I’m not sure if you’ve read my review of her book, Fara; but in it I say that there is a possible case to be made of the kind that Dambisa seems to want to advance, but that Dambisa Moyo doesn’t make it. She provides neither cogent argument nor evidence for her point of view. Your comment strikes me much the same way (especially as you, like her, don’t seem to be able to get simple facts straight – for example, I’m not an American, as a few seconds of research on this website would have revealed). So if you have arguments to advance for her point of view, I’ll be glad to hear them. But just saying you agree with her because you want to agree with her is not a very useful contribution to the debate.

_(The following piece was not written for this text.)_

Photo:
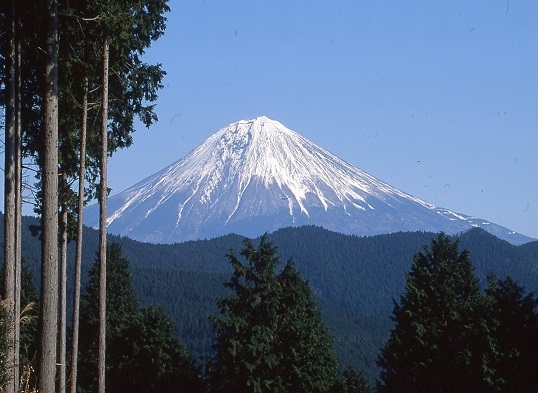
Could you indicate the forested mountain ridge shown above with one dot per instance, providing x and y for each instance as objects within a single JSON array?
[{"x": 355, "y": 279}]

Dambisa’s most recent book, How the West Was Lost, gives us a good insight into the quality of her scholarship. I commend to you Alan Beattie’s review of it in the Financial Times.

Owen

Derrick Muwina · July 3, 2011 at 3:54 am

Owen, thank you for the review and you certainly raise critical issues Dr. Moyo left out in “Dead Aid.” I think that one of the problems with any discussion of economics is the ahistorical approach and lack of philosophical argumentation. First, Dead Aid lacks both in history and in philosophical sophistication for which a topic of this nature demands. What I find intriguing is that Niall Ferguson who wrote the preface seems to send out a cautionary note by stating, “The correlation is certainly suggestive, even if the causation may be debated” (pX). Dr. Moyo would have done well to show with hard evidence that aid is directly responsible for the things she claims by using statistical data and historical analysis. It seems this was not just an exercise in economics, but in philosophical argumentation as well. Second, Dr. Moyo does not engage her sources well. For example, the misrepresentation of Marx Weber’s thesis (page 31) is a good case in point. Third, I am concerned with the reluctance of some Africans to engage critically the book on grounds that it is a product of an African and therefore exposes Global North hegemonic practices. However, one can argue that free markets economics run amok is as much to blame for the failure of less industrialized countries and now the economic mess in North America/Western Europe as “Dead Aid.” Africans are mistaken to embrace the book just because the writer is African. Equally wrong is to dismiss non-Africans who are raising issues with Dr. Moyo’s presentations simply because they are non-African. Moreover, this is coming from an African, Zambian born who has had the privilege like Dr. Moyo to access American education at its highest levels.